ARAM225: Gender and Politics in the Middle East

This module descriptor refers to the 2021/2 academic year.

Module Aims

This module aims to enable you to analyse ‘the politics of gender’ across diverse contexts in the Middle East and North Africa. You will learn to analyse the relationship between gender and politics on multiple levels, from individual subjects, to communities and societies, to states and governance, to transnational trends and processes; the course will additionally equip you to identify how these levels are necessarily connected. The course aims to promote politically active learning through engagement with topical events and project-based assessment

Intended Learning Outcomes (ILOs)

This module's assessment will evaluate your achievement of the ILOs listed here - you will see reference to these ILO numbers in the details of the assessment for this module.

On successfully completing the programme you will be able to:
Module-Specific Skills1. Discern the various ways in which gender roles, relations and norms are constructed, reproduced and challenged in the Middle East.
2. Identify and critically assess the changing social, political, cultural and economic contexts that shape gender in the Middle East.
3. Evaluate critically different theoretical and methodological approaches employed in the study of gender and sexuality in the Middle East.
Discipline-Specific Skills4. Analyse and assess academic texts and prevailing cultural notions critically.
5. Distinguish between a range of methodological approaches as well as variety of genres, i.e. anthropological and sociological texts, (auto)biographical writings and fiction.
6. Demonstrate an awareness of, and be sensitised to, the various processes by which gender (i.e. femaleness and maleness) is socially and culturally constructed in different contexts.
Personal and Key Skills7. Digest, select and organise material to produce, to a deadline, a coherent and cogent argument, developed through the mode of assessment.
8. Critically examine and review existing literature.
9. Engage in independent study and group work, including the presentation of material for group discussion.

Indicative Reading List

This reading list is indicative - i.e. it provides an idea of texts that may be useful to you on this module, but it is not considered to be a confirmed or compulsory reading list for this module.

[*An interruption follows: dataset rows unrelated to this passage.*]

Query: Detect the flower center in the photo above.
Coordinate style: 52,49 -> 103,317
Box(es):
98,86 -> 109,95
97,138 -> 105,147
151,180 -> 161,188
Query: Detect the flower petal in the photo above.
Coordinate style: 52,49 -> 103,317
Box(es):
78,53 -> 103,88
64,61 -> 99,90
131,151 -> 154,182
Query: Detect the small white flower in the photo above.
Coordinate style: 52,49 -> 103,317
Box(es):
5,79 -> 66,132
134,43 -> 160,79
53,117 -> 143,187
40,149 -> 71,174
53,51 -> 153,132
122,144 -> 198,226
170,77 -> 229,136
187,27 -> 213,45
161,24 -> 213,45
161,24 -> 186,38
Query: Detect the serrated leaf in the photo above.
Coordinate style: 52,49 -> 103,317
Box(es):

Abdo, Nahla, Women in Israel: Race, Gender and Citizenship, 2011.

Abu-Lughod, Lila (ed.), Remaking Women: Feminism and Modernity in the Middle East, 1998  

Al-Ali, Nadje, Iraqi Women: Untold Stories from 1948 to the Present, 2007.

Al-Ali, Nadje & Nicola Pratt, Women & War in the Middle East, 2009.

Charrad, Mounira, Gender and Citizenship in the Middle East. Syracuse University Press, 2000.

Joseph, Suad (ed.) Intimate Selving in Arab Families: Gender, Self and Identity, 1999.

Kanaaneh, Rhoda, Birthing the Nation: Strategies of Palestinian Women in Israel, 2002.

Kandiyoti, Deniz (ed.) Gendering the Middle East: Emerging Perspectives, 1996

Kandiyoti, Deniz (ed.), Women, Islam and the State, 1991.

Khalil, Andrea (ed.), Gender, Women and the Arab Spring, 2014.

Ouzgane, Lahoucine (ed.) Islamic Masculinities, 2006.

Puar, Jasbir, Terrorist Assemblages: homonationalism in queer times, 2007.

Singerman, Diane, Avenues of Participation: Family Politics, and Networks in Urban Quarters of Cairo, 1997.